In this paper, we study parallel algorithms for the correlation clustering problem, where every pair of two different entities is labeled with similar or dissimilar. The goal is to partition the entities into clusters to minimize the number of disagreements with the labels. Currently, all efficient parallel algorithms have an approximation ratio of at least 3. In comparison with the $1.994+\epsilon$ ratio achieved by polynomial-time sequential algorithms [CLN22], a significant gap exists. We propose the first poly-logarithmic depth parallel algorithm that achieves a better approximation ratio than 3. Specifically, our algorithm computes a $(2.4+\epsilon)$-approximate solution and uses $\tilde{O}(m^{1.5})$ work. Additionally, it can be translated into a $\tilde{O}(m^{1.5})$-time sequential algorithm and a poly-logarithmic rounds sublinear-memory MPC algorithm with $\tilde{O}(m^{1.5})$ total memory. Our approach is inspired by Awerbuch, Khandekar, and Rao's [AKR12] length-constrained multi-commodity flow algorithm, where we develop an efficient parallel algorithm to solve a truncated correlation clustering linear program of Charikar, Guruswami, and Wirth [CGW05]. Then we show the solution of the truncated linear program can be rounded with a factor of at most 2.4 loss by using the framework of [CMSY15]. Such a rounding framework can then be implemented using parallel pivot-based approaches.

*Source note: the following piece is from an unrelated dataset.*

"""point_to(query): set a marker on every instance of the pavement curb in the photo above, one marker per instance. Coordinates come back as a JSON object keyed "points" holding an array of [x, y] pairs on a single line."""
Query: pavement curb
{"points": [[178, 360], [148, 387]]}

翻译：在本文中，我们研究相关聚类问题的并行算法，其中每一对不同实体被标记为相似或不相似。目标是划分实体为簇，以最小化与标签不一致的数量。目前，所有高效的并行算法近似比至少为3。与多项式时间顺序算法[CLN22]实现的$1.994+\epsilon$比率相比，存在显著差距。我们提出了首个深度为亚对数的并行算法，该算法实现了优于3的近似比。具体而言，我们的算法计算出一个$(2.4+\epsilon)$-近似解，并使用$\tilde{O}(m^{1.5})$工作量。此外，它可转化为一个$\tilde{O}(m^{1.5})$时间的顺序算法，以及一个使用$\tilde{O}(m^{1.5})$总内存的亚对数轮次亚线性内存MPC算法。我们的方法受Awerbuch、Khandekar和Rao [AKR12]的长度约束多商品流算法启发，其中我们开发了一个高效的并行算法来解决Charikar、Guruswami和Wirth [CGW05]的截断相关聚类线性规划。然后我们证明，使用[CMSY15]的框架，截断线性规划的解可以被舍入且因子损失不超过2.4。这样的舍入框架随后可使用基于枢轴的并行方法实现。